Hi, I’d like to find out if there is any issue with the use of python multiprocessing along with Ray (nested parallelism) regarding performance, serializing/deserializing objects, etc.?
import ray
ray.init()
import pandas
df = pandas.DataFrame([1])
o_ref = ray.put(df)
def f(obj):
local_df = ray.get(o_ref)
local_df += obj
from multiprocessing import Pool
if __name__ == '__main__':
with Pool(5) as p:
print(p.map(f, [1]))
I’d be appreciate if you could point me to some docs on this if those exist.
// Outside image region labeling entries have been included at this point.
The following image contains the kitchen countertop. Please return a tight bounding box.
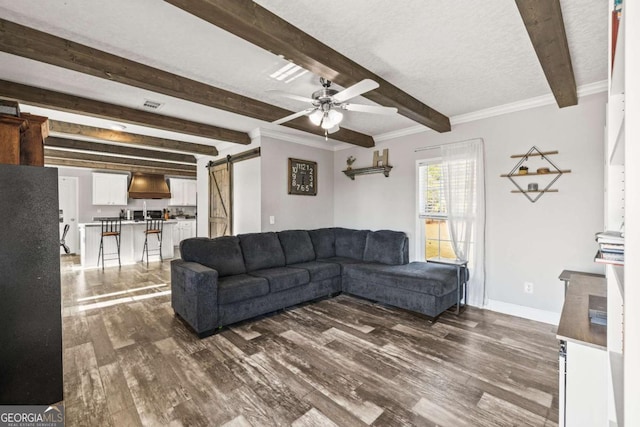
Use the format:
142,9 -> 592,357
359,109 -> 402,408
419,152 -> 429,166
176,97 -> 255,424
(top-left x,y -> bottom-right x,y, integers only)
78,219 -> 179,227
557,274 -> 607,350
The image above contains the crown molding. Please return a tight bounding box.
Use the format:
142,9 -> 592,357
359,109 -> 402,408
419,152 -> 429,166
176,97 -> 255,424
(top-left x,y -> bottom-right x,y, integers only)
373,80 -> 608,142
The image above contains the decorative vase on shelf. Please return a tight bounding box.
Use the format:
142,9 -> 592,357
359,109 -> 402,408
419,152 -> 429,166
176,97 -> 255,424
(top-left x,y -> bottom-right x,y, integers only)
347,156 -> 356,171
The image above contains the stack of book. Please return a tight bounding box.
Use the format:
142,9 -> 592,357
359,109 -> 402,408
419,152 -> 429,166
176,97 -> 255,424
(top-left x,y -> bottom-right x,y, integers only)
595,231 -> 624,265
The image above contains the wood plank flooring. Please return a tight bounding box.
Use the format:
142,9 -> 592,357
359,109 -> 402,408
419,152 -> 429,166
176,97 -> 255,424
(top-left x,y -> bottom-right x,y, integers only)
62,257 -> 558,427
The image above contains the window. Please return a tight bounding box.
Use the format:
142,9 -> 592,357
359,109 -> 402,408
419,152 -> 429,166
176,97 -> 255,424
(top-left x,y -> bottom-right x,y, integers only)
418,160 -> 456,259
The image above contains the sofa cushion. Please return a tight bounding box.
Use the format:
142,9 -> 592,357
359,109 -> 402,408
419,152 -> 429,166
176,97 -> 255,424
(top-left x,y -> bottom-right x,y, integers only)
334,228 -> 369,260
295,261 -> 341,282
309,228 -> 336,259
250,267 -> 309,292
318,256 -> 363,274
238,232 -> 285,271
278,230 -> 316,265
343,262 -> 458,297
180,236 -> 247,277
362,230 -> 408,265
218,274 -> 269,304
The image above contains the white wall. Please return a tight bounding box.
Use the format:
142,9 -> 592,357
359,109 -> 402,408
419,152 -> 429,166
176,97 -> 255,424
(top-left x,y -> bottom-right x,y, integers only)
233,157 -> 262,234
334,94 -> 605,313
261,136 -> 334,231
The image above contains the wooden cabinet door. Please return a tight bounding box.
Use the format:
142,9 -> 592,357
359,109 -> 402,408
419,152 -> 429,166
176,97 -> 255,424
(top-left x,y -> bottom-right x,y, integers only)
209,163 -> 233,238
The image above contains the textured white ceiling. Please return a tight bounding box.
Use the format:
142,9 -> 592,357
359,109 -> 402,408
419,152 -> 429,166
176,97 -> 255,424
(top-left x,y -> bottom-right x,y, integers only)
0,0 -> 608,145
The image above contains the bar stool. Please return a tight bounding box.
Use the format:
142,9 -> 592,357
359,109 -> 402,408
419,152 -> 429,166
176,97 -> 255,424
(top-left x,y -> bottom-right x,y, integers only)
142,219 -> 164,267
98,218 -> 122,270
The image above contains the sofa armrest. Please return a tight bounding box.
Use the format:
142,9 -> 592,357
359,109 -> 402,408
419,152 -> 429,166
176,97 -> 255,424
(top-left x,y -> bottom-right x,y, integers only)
171,260 -> 218,337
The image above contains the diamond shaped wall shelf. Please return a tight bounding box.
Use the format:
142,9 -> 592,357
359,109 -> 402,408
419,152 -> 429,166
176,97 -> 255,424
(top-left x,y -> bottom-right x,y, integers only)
500,145 -> 571,203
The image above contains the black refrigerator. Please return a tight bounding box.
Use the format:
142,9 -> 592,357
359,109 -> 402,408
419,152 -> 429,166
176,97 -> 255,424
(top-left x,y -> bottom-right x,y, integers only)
0,164 -> 63,405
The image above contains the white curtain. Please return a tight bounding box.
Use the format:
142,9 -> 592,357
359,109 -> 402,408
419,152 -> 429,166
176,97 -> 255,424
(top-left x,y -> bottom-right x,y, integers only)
441,139 -> 486,307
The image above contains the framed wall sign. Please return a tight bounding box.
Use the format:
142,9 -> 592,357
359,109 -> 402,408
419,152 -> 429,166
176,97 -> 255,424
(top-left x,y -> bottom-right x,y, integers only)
287,157 -> 318,196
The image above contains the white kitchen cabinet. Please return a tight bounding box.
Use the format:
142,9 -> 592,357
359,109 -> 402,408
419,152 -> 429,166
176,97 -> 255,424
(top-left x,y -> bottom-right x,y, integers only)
92,172 -> 129,206
169,178 -> 197,206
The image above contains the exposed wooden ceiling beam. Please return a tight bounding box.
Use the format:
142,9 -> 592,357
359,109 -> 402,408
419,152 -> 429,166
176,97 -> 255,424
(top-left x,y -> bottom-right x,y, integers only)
0,80 -> 251,145
44,148 -> 196,172
165,0 -> 451,132
44,157 -> 196,177
0,19 -> 374,147
516,0 -> 578,108
49,120 -> 218,157
44,136 -> 196,164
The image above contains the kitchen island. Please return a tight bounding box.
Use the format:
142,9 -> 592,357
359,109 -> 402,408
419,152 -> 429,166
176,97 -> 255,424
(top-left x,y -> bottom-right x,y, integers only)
78,220 -> 177,268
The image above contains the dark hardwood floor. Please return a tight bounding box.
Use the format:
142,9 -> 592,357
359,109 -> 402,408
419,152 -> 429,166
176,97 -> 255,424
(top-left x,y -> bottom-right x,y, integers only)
62,257 -> 558,427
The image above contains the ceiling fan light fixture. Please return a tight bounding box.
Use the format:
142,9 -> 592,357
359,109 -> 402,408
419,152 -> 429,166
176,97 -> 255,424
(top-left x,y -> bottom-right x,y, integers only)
328,109 -> 344,127
309,110 -> 324,126
320,112 -> 335,130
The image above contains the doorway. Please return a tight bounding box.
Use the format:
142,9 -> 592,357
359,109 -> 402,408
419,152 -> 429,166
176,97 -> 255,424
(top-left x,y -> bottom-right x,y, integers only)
209,162 -> 233,238
58,176 -> 80,255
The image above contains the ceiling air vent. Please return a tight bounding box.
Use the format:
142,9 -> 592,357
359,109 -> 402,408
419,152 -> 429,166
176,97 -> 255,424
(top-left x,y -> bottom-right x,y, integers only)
142,99 -> 163,110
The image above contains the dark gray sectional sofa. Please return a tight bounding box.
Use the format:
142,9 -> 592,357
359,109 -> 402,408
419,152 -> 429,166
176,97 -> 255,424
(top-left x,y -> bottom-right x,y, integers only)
171,228 -> 458,337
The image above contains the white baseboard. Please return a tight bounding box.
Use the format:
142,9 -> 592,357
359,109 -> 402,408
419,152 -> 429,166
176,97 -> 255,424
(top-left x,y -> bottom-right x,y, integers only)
484,300 -> 560,326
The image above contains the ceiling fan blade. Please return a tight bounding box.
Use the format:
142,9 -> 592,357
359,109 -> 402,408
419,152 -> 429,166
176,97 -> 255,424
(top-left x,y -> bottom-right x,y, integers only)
342,104 -> 398,114
327,125 -> 340,134
272,108 -> 315,125
333,79 -> 380,102
267,90 -> 313,104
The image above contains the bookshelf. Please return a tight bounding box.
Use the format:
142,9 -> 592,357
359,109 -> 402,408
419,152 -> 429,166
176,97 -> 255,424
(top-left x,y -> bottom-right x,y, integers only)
595,0 -> 640,426
500,145 -> 571,203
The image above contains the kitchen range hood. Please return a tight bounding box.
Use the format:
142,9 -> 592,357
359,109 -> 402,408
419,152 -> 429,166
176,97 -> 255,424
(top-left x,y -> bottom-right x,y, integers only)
129,172 -> 171,199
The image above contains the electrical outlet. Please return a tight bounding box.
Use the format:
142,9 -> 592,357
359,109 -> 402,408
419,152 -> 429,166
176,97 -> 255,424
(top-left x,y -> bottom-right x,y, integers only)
524,282 -> 533,294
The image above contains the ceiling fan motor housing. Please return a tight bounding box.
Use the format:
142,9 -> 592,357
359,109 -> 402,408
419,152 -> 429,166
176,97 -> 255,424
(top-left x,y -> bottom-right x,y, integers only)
311,87 -> 339,107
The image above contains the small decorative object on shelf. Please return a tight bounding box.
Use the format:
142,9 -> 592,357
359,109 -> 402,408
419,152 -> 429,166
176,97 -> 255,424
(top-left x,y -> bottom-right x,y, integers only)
500,145 -> 571,203
373,148 -> 389,168
342,148 -> 393,181
594,231 -> 624,265
347,156 -> 356,170
342,165 -> 393,181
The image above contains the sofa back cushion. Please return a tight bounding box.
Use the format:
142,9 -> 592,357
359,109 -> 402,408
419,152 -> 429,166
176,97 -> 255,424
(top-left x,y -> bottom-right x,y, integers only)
278,230 -> 316,265
362,230 -> 409,265
334,228 -> 369,260
180,236 -> 247,277
238,232 -> 285,272
309,228 -> 336,259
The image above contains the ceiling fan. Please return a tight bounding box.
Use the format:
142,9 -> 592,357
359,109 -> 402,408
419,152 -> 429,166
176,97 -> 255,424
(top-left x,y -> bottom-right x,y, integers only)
269,77 -> 398,137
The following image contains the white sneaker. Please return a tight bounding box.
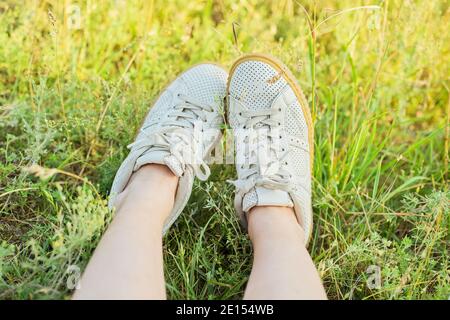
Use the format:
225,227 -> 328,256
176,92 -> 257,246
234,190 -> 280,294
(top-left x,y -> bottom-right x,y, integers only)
227,54 -> 314,244
109,63 -> 228,234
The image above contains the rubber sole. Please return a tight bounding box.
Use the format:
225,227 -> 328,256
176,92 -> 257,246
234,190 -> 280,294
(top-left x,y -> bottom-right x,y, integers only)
225,53 -> 314,246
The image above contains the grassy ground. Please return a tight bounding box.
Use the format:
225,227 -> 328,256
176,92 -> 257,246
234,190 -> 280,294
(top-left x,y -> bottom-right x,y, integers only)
0,0 -> 450,299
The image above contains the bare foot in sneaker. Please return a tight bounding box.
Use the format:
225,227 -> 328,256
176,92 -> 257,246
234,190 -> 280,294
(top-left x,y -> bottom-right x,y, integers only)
74,64 -> 227,299
227,54 -> 326,299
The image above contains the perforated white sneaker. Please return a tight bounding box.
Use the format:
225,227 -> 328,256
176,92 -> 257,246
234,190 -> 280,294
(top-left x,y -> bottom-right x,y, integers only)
109,63 -> 228,234
227,54 -> 313,244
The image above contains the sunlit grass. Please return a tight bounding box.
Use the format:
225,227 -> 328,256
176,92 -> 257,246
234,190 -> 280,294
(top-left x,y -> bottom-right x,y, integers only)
0,0 -> 450,299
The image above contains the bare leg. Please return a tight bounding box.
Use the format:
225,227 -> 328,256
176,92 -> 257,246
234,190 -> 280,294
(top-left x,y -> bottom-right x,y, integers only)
73,164 -> 178,299
244,207 -> 327,299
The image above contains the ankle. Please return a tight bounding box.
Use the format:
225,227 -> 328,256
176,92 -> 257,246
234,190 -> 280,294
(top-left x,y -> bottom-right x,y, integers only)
115,164 -> 178,220
247,206 -> 304,243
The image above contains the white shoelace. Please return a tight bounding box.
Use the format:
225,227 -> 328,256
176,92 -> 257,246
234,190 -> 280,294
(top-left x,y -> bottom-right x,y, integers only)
229,109 -> 294,196
128,94 -> 214,181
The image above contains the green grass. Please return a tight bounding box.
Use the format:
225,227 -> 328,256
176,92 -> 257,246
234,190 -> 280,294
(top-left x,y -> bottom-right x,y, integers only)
0,0 -> 450,299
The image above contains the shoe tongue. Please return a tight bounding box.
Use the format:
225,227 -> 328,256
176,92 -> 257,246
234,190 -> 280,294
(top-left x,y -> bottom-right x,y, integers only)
133,150 -> 184,177
242,187 -> 294,212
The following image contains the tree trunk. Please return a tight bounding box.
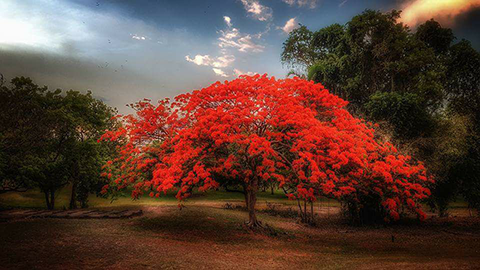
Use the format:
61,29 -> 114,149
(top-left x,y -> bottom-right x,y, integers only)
50,189 -> 55,210
70,181 -> 77,209
245,178 -> 262,228
44,191 -> 52,210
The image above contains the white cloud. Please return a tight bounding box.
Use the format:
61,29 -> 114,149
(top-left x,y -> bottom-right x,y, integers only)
132,35 -> 147,40
223,16 -> 232,27
218,28 -> 265,52
282,0 -> 318,8
281,18 -> 298,34
185,16 -> 269,77
400,0 -> 480,27
212,68 -> 228,77
241,0 -> 273,21
233,68 -> 257,77
185,54 -> 235,68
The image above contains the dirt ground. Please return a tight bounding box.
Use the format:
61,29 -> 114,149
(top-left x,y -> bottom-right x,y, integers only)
0,203 -> 480,269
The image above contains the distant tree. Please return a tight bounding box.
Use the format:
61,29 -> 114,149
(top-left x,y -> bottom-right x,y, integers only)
0,77 -> 113,209
415,19 -> 455,55
282,25 -> 317,72
281,10 -> 480,214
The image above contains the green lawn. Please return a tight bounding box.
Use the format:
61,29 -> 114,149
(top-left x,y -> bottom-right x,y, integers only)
0,189 -> 480,269
0,187 -> 339,209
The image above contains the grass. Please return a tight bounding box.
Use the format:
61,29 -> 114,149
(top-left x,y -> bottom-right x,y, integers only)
0,189 -> 480,269
0,202 -> 480,269
0,187 -> 338,209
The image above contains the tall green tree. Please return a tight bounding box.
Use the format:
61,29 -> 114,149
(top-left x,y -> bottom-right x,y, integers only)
281,10 -> 480,213
0,77 -> 115,209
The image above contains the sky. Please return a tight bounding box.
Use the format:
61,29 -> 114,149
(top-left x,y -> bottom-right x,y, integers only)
0,0 -> 480,113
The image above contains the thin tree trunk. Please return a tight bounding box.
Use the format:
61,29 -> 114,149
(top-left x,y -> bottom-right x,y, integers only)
50,189 -> 55,210
245,178 -> 262,228
70,181 -> 77,209
44,191 -> 52,210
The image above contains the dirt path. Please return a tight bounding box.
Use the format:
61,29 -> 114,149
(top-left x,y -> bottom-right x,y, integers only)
0,205 -> 480,269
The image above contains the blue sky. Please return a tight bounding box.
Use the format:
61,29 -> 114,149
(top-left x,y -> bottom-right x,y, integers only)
0,0 -> 480,112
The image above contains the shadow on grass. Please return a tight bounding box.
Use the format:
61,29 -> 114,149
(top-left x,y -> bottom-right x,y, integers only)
132,206 -> 255,243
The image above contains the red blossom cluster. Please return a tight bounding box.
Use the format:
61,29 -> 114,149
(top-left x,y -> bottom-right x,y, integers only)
101,75 -> 433,223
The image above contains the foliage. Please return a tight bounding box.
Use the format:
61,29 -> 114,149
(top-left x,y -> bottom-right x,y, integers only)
365,92 -> 434,139
102,75 -> 432,227
282,10 -> 480,215
0,77 -> 112,209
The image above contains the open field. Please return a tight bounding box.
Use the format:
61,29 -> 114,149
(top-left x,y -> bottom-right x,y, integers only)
0,189 -> 480,269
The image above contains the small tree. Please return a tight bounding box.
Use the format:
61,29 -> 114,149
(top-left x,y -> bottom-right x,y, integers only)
102,75 -> 429,228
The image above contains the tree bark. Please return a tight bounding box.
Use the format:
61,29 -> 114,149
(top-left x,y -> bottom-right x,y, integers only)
50,189 -> 55,210
44,191 -> 52,210
245,178 -> 262,228
70,181 -> 77,209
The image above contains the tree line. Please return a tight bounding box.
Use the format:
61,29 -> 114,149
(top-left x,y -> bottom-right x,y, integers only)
0,77 -> 117,209
281,10 -> 480,215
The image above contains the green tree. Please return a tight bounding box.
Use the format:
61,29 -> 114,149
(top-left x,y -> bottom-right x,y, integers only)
0,77 -> 115,209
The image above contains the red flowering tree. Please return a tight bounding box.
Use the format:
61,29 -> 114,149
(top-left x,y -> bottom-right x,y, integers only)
102,75 -> 431,227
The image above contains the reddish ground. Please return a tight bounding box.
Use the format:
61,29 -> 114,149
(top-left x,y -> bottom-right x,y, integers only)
0,204 -> 480,269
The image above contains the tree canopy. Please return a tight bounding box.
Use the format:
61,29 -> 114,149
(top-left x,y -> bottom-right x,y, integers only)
281,10 -> 480,215
102,75 -> 432,227
0,77 -> 114,209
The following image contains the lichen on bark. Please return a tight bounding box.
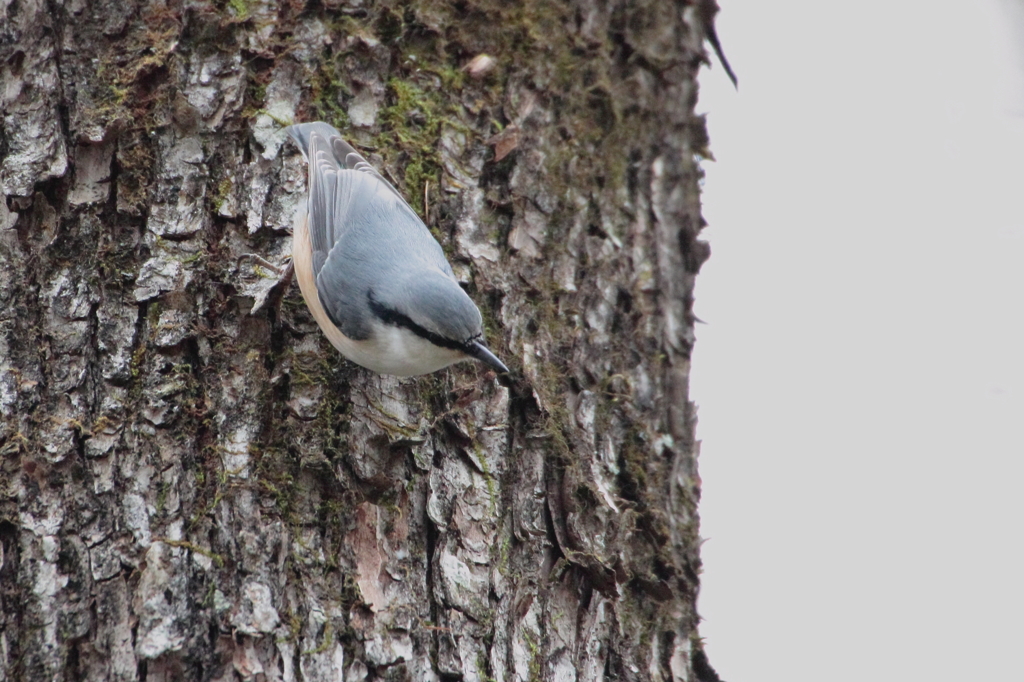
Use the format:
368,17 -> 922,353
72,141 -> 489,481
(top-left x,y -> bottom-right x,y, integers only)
0,0 -> 710,681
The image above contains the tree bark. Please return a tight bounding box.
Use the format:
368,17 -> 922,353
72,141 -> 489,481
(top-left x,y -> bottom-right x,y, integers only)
0,0 -> 717,682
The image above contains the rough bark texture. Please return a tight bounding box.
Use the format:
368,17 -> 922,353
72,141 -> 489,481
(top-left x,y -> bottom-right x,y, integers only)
0,0 -> 714,682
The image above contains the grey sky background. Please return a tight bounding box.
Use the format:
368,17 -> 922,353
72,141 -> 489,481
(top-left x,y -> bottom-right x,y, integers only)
692,0 -> 1024,682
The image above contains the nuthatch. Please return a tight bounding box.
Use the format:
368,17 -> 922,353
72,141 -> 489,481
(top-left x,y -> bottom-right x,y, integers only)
286,123 -> 508,377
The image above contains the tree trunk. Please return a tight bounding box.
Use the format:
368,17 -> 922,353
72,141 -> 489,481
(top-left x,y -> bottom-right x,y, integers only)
0,0 -> 717,681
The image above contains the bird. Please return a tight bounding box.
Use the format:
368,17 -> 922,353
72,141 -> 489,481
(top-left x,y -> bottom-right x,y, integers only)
285,121 -> 509,377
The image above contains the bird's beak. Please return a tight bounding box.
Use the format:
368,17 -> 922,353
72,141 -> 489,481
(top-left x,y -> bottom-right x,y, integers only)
466,341 -> 509,374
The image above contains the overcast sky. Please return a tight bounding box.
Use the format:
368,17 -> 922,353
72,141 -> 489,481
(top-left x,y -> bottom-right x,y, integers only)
692,0 -> 1024,682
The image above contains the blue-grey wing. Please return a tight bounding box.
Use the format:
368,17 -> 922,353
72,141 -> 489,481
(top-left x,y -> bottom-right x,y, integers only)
289,123 -> 454,340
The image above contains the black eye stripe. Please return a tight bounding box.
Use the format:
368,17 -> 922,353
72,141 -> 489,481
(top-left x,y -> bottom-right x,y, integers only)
367,290 -> 464,352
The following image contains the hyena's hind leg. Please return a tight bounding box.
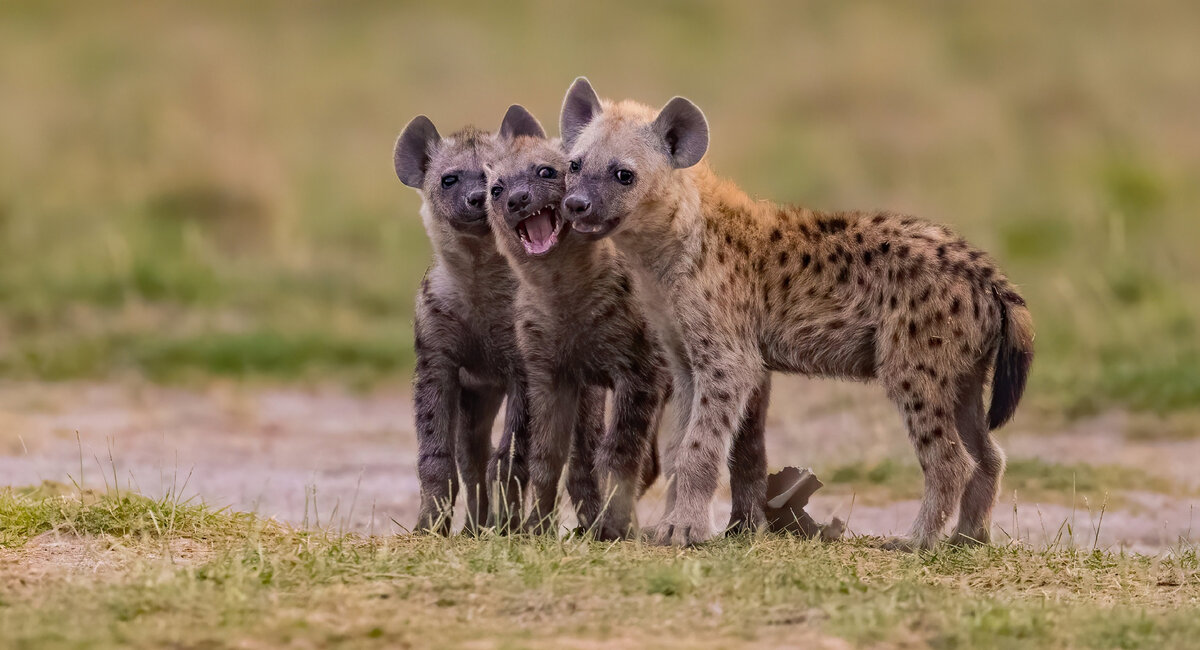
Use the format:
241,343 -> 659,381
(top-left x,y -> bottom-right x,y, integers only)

The normal Python multiprocessing will cause conflicts with nesting / excessive resource use (i.e., launching duplicated Ray clusters on the same machine), but you can use the Ray-integrated multiprocessing instead: Distributed multiprocessing.Pool — Ray v1.9.0
Yes, Ray should be managing all the parallelism of your program. Trying to mix processes with Ray is an anti pattern. Instead use Ray tasks for parallelism, or the ray multiprocessing library.
@ericl, thanks a lot! Btw, did you encounter any issue with the use of python multiprocessing along with Ray? Why am I asking is because the example I put works without any error.
@YarShev, Ray is designed to manage the entire distributed application. If your application is launching multiple Ray clusters internally, that’s quite strange and can cause issues like running out of memory, not to mention the Ray clusters won’t be able to communicate with each other.